In an indiscrete footnote in some earlier post I suggested
that linguistics, or at least generative grammar, or at least syntactic
“theory” had not yet escaped its philological roots. There are several marks of
this. The footnote mentioned the inordinate respect for data. I would not be surprised
if many readers saw this and either thought I was joking (me? Do you know me to
joke about such matters?) or nodded knowingly that such a cavalier attitude to
empirics is hardly surprising coming from me. However, I was not (entirely)
speaking tongue in cheek and would like to defend the proposition that despite
our best efforts, linguistics has yet to embody the true scientific spirit, one
that embraces theoretical insight as
one of the (maybe the) central goals
of inquiry. I will confine my remarks to syntax, but I believe that my qualms
extend beyond this particular bailiwick. To put my point bluntly: despite
prevailing assumptions, there is precious little theory in theoretical syntax
and this, I believe, is because we are still in the grip of the descriptivist
demon.
There are four kinds of research in the real sciences: (i)
phenomenological,
(ii) experimental, (iii) analytical/computational, and (iv)
theoretical. The first is roughly descriptive: this variable covaries with that
one in these circumstances (think pressure, volume and temperature). The second
aims to test theory (e.g. if there is an aether then given the earth’s spin
light will move measurably faster in this direction than that one). The third
is intimately related to the second. Oftentimes to get testable predictions
requires solving equations for special cases and this can demand a lot of
computational skill (think black holes and general relativity). The forth kind
of work is theoretical and it aims to explain why we find what we find and why
we don’t find what we don’t. Fundamental theory achieves this using simple
natural principles. What makes this enterprise especially demanding is that a
large part of what theory does is discover
what ‘simple’ and ‘natural’ mean in a given context of inquiry. ‘Simple and
natural’ are a bit like pornography: hard to specify antecedently but
recognizable (at least over time) when paraded.

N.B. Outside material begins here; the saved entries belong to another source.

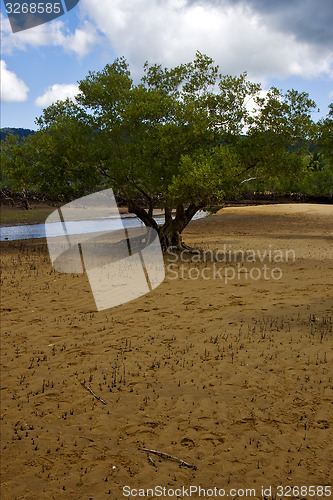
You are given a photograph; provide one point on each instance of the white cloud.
(57, 92)
(13, 89)
(238, 38)
(55, 34)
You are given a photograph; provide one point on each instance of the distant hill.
(21, 132)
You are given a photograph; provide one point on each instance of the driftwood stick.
(92, 393)
(169, 457)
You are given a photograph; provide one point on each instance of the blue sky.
(286, 43)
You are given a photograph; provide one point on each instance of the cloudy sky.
(286, 43)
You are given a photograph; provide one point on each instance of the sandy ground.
(225, 367)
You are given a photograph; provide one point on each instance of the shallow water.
(11, 233)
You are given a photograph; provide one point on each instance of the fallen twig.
(89, 439)
(169, 457)
(151, 461)
(92, 393)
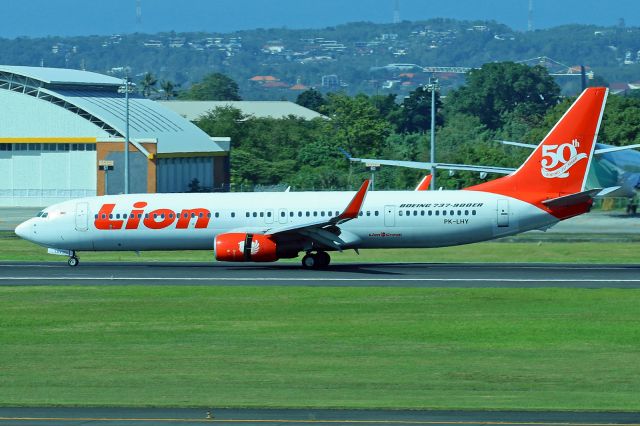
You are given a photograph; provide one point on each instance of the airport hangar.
(62, 136)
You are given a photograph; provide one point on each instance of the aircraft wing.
(372, 162)
(600, 148)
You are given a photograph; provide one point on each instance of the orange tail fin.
(559, 165)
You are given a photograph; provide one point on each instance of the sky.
(37, 18)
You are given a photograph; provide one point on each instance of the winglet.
(424, 183)
(353, 209)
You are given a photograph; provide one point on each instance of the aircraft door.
(389, 215)
(282, 215)
(82, 216)
(503, 213)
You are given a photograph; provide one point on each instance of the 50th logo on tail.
(558, 159)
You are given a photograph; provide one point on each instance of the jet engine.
(240, 247)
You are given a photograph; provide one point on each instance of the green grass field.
(12, 248)
(320, 347)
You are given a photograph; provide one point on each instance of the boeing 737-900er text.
(265, 227)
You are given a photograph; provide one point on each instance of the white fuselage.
(388, 219)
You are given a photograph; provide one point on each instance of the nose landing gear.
(318, 260)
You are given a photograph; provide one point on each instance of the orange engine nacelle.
(238, 247)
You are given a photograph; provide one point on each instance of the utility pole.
(139, 12)
(432, 87)
(396, 12)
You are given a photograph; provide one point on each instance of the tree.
(498, 89)
(148, 84)
(168, 90)
(311, 99)
(224, 121)
(213, 87)
(356, 124)
(415, 113)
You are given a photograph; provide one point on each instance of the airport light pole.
(126, 135)
(433, 87)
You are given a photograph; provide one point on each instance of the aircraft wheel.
(323, 259)
(310, 261)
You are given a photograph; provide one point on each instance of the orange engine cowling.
(239, 247)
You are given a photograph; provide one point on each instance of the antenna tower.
(138, 12)
(396, 12)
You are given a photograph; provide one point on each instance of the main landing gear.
(73, 260)
(318, 260)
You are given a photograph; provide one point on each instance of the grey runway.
(167, 416)
(347, 275)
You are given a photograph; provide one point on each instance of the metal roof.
(62, 76)
(106, 108)
(193, 110)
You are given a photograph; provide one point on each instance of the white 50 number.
(557, 159)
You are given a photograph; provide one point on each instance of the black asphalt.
(163, 416)
(346, 275)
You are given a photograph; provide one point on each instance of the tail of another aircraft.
(558, 167)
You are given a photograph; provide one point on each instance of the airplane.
(612, 166)
(265, 227)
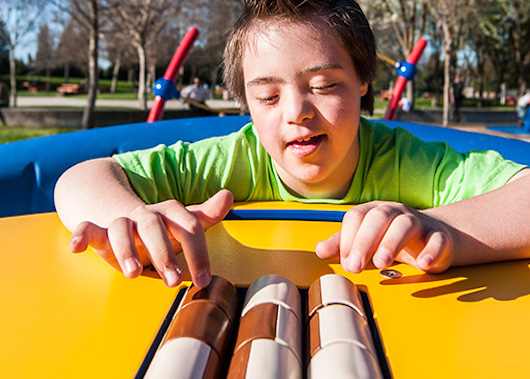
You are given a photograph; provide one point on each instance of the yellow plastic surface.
(66, 315)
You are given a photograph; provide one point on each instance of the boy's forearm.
(97, 191)
(490, 227)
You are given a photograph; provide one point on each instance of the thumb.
(214, 209)
(330, 248)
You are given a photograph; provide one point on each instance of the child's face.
(304, 95)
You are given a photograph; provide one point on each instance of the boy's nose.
(297, 108)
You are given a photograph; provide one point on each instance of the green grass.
(18, 133)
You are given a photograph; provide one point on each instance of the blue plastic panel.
(29, 169)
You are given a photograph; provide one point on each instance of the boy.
(304, 69)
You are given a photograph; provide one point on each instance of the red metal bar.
(157, 110)
(413, 57)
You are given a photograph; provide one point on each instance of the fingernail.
(354, 263)
(130, 266)
(384, 257)
(426, 261)
(172, 276)
(203, 279)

Work in syntax has research that corresponds roughly to the
above four-part division. Thus, there are roughly four kinds of syntax research:
(a) Work that analyzes data in a given language. These are generally organized
around constructions such as relative clauses in X or ‘tough’ constructions in
Y or resumptive pronouns in Z. Here the targets of explanation are the
intricacies of specific constructions and theory is used to explain the
observed intricacies properties. (b) Research that explores given theoretical
constructs empirically. In practice, this is often pursued in tandem with (a), but the two are conceptually different.

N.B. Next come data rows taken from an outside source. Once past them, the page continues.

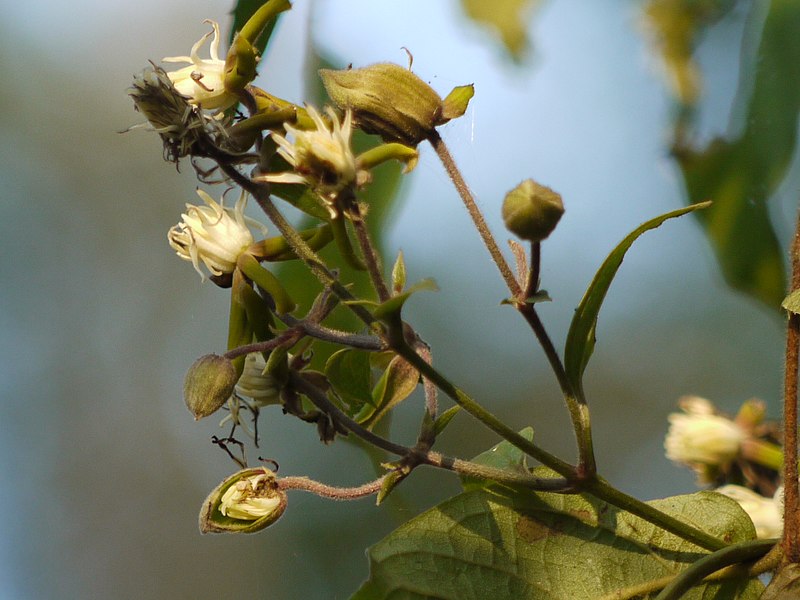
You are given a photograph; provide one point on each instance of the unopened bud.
(391, 101)
(532, 211)
(209, 383)
(245, 502)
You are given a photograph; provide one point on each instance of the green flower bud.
(532, 211)
(390, 101)
(245, 502)
(208, 385)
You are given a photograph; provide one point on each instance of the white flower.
(203, 81)
(764, 512)
(250, 498)
(255, 383)
(321, 157)
(700, 438)
(213, 234)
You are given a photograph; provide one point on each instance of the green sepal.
(343, 243)
(443, 420)
(267, 282)
(240, 65)
(390, 309)
(503, 456)
(397, 383)
(244, 134)
(262, 18)
(211, 520)
(350, 374)
(399, 274)
(581, 335)
(259, 314)
(277, 249)
(455, 103)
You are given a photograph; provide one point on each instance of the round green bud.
(208, 385)
(532, 211)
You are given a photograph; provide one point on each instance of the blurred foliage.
(676, 26)
(741, 171)
(506, 543)
(507, 18)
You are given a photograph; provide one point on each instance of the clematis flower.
(212, 234)
(701, 439)
(321, 157)
(203, 81)
(764, 512)
(250, 498)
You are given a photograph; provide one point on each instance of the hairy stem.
(605, 491)
(791, 507)
(474, 212)
(369, 253)
(328, 491)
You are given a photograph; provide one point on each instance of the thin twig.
(474, 212)
(791, 514)
(369, 253)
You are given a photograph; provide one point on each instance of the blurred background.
(103, 468)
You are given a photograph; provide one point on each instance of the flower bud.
(701, 439)
(209, 383)
(764, 512)
(532, 211)
(390, 101)
(245, 502)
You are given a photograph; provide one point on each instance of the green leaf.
(397, 383)
(504, 456)
(676, 27)
(743, 170)
(581, 335)
(350, 374)
(543, 546)
(508, 18)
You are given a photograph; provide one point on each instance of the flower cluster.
(701, 439)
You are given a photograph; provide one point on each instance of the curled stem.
(726, 557)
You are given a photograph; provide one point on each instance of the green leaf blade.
(581, 335)
(543, 546)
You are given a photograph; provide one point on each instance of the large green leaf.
(581, 335)
(504, 456)
(543, 546)
(740, 173)
(241, 14)
(676, 27)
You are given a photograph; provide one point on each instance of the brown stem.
(328, 491)
(791, 515)
(368, 252)
(480, 223)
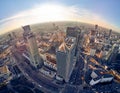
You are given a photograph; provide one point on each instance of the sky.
(16, 13)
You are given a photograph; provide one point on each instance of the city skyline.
(18, 13)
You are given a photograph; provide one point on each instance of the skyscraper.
(65, 57)
(35, 58)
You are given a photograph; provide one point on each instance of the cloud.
(51, 12)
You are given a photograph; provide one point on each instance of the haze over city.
(59, 46)
(14, 14)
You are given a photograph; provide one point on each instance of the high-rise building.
(27, 30)
(110, 32)
(65, 57)
(72, 31)
(35, 58)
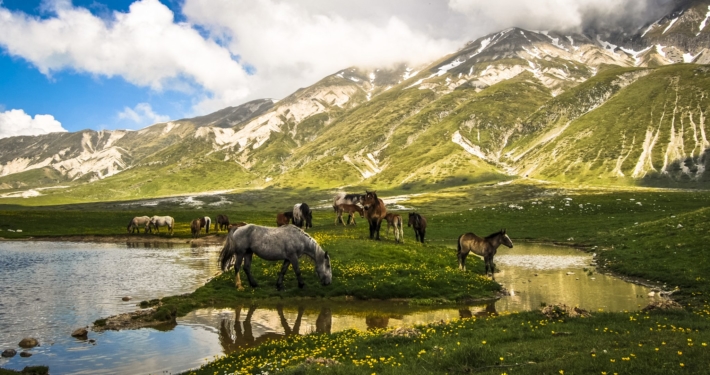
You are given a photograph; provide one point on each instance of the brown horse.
(222, 222)
(394, 220)
(375, 211)
(282, 219)
(485, 247)
(350, 209)
(418, 222)
(195, 228)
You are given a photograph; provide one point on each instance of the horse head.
(370, 199)
(325, 273)
(506, 240)
(413, 219)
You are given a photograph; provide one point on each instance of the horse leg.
(297, 270)
(280, 280)
(237, 279)
(247, 270)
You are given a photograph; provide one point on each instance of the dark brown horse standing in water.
(485, 247)
(195, 228)
(418, 222)
(375, 212)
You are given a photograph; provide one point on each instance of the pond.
(49, 289)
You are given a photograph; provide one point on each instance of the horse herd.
(289, 242)
(196, 225)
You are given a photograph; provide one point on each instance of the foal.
(418, 222)
(350, 209)
(485, 247)
(394, 220)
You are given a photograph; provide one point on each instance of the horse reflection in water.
(489, 310)
(238, 335)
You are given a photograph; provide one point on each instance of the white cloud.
(16, 122)
(557, 14)
(142, 114)
(144, 46)
(292, 46)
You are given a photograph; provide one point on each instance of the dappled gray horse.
(138, 222)
(485, 247)
(287, 243)
(162, 221)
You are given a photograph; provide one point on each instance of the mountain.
(599, 108)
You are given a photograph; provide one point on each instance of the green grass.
(673, 342)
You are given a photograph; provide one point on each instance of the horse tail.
(228, 252)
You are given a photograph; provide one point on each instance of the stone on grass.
(403, 332)
(321, 361)
(663, 304)
(28, 342)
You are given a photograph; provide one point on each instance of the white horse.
(137, 222)
(162, 221)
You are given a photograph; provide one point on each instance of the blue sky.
(79, 100)
(126, 64)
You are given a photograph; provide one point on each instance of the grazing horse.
(137, 222)
(485, 247)
(350, 209)
(302, 215)
(375, 211)
(282, 219)
(205, 222)
(162, 221)
(195, 227)
(286, 243)
(394, 220)
(344, 198)
(418, 222)
(222, 223)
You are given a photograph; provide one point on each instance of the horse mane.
(496, 234)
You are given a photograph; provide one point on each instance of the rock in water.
(80, 333)
(28, 342)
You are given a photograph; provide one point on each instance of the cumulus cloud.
(142, 114)
(145, 46)
(16, 122)
(562, 15)
(290, 45)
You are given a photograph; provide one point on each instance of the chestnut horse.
(485, 247)
(418, 222)
(375, 211)
(394, 220)
(195, 228)
(350, 209)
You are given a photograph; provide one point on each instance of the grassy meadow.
(658, 237)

Here the aim is to refine or “test” a theoretical point and data is used to
polish theoretical details or choose between competing alternatives. One argues
from data to theory, rather than from theory to data. Examples include work in
the mid 1980s investigating how exactly to state the ECP and subjacency
conditions, looking for the right definition of government and binding domains.
Other examples can be found in much current work trying to state exactly which
heads are phases, differentiate weak from strong phases, or what the right
statement of defective intervention should be. A particularly popular sport is
to try and identify the right sets of features the grammar manipulates. (c) Papers
that aim to unify disparate UG generalizations. This work has both an
analytical and empirical dimension, with the second following the first. The classical example of this is Chomsky’s
reanalysis of Ross’s Islands in terms of the theory of subjacency and later
extensions of this that aimed to incorporate Huang’s CED effects into a theory
of bounding in terms of barriers. More current examples include Chomsky’s
proposed unification of PS and movement rules in terms of Merge, Pesetsky and
Torrego’s analysis of fixed subject effects in terms of economy, the
unification of control and binding with movement and/or Agree, among others. (d)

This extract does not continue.